If we could inform the Lucee compiler the exact CFC to reference somehow (like com:path.to.com), we could further optimize runtime performance to have direct java function calls on those objects. This would be like making a TypeScript version of CFML. I learned how to build the Intellij CFML Support plugin the other day so I could explore creating new syntax and code completion concepts in both the plugin and Lucee core so that I don’t frustrate anyone with code the editor can’t understand. I thought I could even create a fake type system that Intellij would understand, but Lucee compiler would just ignore. This would give us code completion with CFC accuracy even for cached CFCs, and that would make Intellij an awesome tool for CFML developers since my #1 complaint about continuing to write CFML/Lucee is the lack of tools that match Java tool features. Currently, only Sublime Text is suitable for Lucee because it can do decent with “all autocomplete” plugin on a big project, but Intellij would increase the accuracy dramatically and save real time and make CFML feel productive like Java and Typescript in the Jetbrains IDEs. If I took that approach further and generated bytecode that was cfc type aware, cfc method calls would be 9 times faster without needing to use invokeDynamic to do it. This would be the most amazing upgrade for CFML to have cfc type aware code completion in the IDE and Java-speed object calls. I figured we need a way to import cfcs somewhere in the current file in order for the IDE to understand abbreviated names. And the IDE also has to understand the absolute paths of all mappings. It would also have to support editing mappings per project to let more dynamic ones work too. The current plugin doesn’t have any of these features. It only understand a component if you create it in the same file. You can make it aware of your cfcs by naming a bunch of them in a function you never call as a hack. It would be better if we could get the alt+enter code completion for importing cfc types, and it could search to find them like Java can.
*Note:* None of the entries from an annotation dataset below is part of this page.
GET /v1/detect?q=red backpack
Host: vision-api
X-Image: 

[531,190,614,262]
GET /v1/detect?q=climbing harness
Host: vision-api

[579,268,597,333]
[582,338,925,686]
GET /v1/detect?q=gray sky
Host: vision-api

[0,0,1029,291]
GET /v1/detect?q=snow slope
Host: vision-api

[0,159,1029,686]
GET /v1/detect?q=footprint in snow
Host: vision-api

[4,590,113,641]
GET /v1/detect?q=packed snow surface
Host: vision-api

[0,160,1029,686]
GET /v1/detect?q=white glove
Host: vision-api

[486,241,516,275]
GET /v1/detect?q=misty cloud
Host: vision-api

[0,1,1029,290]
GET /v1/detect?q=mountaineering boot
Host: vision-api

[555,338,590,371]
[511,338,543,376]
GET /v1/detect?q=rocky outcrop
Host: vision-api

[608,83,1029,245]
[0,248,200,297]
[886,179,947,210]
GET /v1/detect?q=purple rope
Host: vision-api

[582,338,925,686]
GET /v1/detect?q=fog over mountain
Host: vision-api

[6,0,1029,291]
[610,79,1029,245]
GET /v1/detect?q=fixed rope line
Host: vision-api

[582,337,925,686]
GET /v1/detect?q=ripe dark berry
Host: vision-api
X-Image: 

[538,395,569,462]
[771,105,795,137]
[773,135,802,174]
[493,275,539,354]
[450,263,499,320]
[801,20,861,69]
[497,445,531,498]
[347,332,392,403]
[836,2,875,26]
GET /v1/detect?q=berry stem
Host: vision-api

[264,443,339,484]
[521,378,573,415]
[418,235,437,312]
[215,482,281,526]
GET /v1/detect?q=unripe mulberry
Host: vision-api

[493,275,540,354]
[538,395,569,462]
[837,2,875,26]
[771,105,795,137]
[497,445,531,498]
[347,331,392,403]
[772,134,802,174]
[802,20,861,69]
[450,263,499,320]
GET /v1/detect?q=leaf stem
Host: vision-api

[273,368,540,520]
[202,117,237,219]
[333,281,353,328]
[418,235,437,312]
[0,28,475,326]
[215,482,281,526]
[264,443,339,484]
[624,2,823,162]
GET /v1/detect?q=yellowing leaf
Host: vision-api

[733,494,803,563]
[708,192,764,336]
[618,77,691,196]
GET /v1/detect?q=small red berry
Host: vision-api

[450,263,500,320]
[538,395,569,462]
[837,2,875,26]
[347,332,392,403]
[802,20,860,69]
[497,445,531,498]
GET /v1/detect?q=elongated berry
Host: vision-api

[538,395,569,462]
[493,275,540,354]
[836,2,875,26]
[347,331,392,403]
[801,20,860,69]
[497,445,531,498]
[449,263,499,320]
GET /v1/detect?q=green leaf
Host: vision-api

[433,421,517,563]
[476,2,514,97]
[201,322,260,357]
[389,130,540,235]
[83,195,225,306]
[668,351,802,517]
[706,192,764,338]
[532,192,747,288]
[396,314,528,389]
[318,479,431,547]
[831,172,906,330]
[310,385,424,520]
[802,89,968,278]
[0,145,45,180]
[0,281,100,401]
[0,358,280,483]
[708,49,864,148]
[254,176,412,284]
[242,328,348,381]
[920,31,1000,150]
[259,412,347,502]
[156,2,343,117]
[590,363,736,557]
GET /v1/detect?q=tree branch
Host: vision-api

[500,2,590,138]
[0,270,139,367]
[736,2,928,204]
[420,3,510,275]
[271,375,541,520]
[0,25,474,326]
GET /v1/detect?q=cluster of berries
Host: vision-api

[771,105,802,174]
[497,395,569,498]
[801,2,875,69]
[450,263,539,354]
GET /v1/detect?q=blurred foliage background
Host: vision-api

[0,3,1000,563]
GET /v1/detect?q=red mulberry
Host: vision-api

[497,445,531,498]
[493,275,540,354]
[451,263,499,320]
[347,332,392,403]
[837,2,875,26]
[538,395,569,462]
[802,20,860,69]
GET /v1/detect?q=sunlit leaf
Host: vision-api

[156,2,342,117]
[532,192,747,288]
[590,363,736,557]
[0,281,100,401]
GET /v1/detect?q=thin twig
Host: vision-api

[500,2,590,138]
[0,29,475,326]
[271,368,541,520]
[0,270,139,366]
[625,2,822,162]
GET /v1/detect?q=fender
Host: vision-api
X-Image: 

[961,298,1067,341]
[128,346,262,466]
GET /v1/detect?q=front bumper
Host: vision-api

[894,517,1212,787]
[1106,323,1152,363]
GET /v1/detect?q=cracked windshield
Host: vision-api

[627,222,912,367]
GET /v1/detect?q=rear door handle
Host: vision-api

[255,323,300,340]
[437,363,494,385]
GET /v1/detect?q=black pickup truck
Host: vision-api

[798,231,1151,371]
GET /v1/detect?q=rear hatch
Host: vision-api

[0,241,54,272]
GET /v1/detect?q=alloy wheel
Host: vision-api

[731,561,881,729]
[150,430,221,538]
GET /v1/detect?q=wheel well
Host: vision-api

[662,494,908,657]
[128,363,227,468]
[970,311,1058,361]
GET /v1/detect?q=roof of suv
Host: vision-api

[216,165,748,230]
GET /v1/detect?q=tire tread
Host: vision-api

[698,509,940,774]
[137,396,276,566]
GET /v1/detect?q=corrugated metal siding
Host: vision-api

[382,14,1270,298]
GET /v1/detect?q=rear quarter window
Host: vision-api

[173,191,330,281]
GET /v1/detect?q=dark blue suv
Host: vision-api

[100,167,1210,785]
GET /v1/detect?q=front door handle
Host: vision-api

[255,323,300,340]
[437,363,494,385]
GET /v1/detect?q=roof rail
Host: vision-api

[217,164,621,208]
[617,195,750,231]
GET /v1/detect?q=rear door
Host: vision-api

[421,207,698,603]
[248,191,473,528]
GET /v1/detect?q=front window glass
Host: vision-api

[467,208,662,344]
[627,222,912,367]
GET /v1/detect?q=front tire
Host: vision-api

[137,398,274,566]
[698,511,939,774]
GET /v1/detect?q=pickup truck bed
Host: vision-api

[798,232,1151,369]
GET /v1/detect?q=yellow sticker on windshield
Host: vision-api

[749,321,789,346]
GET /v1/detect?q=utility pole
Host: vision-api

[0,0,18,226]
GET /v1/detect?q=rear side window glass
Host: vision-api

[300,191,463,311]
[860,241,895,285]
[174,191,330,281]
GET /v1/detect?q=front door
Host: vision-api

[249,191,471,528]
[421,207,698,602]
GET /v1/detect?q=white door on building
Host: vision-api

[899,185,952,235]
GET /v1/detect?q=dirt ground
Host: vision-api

Additionally, it would be cool if CFML structs could be typed somehow, to avoid having to make a CFC for everything since CFCs are heavy and forced to be in separate files. I could get this working at the IDE level at least, just to make it easier to call functions that have more complex arguments. Like a type definition file behind your application to extend what the IDE looks at when analyzing the code you write. Again, like typescript for CFML.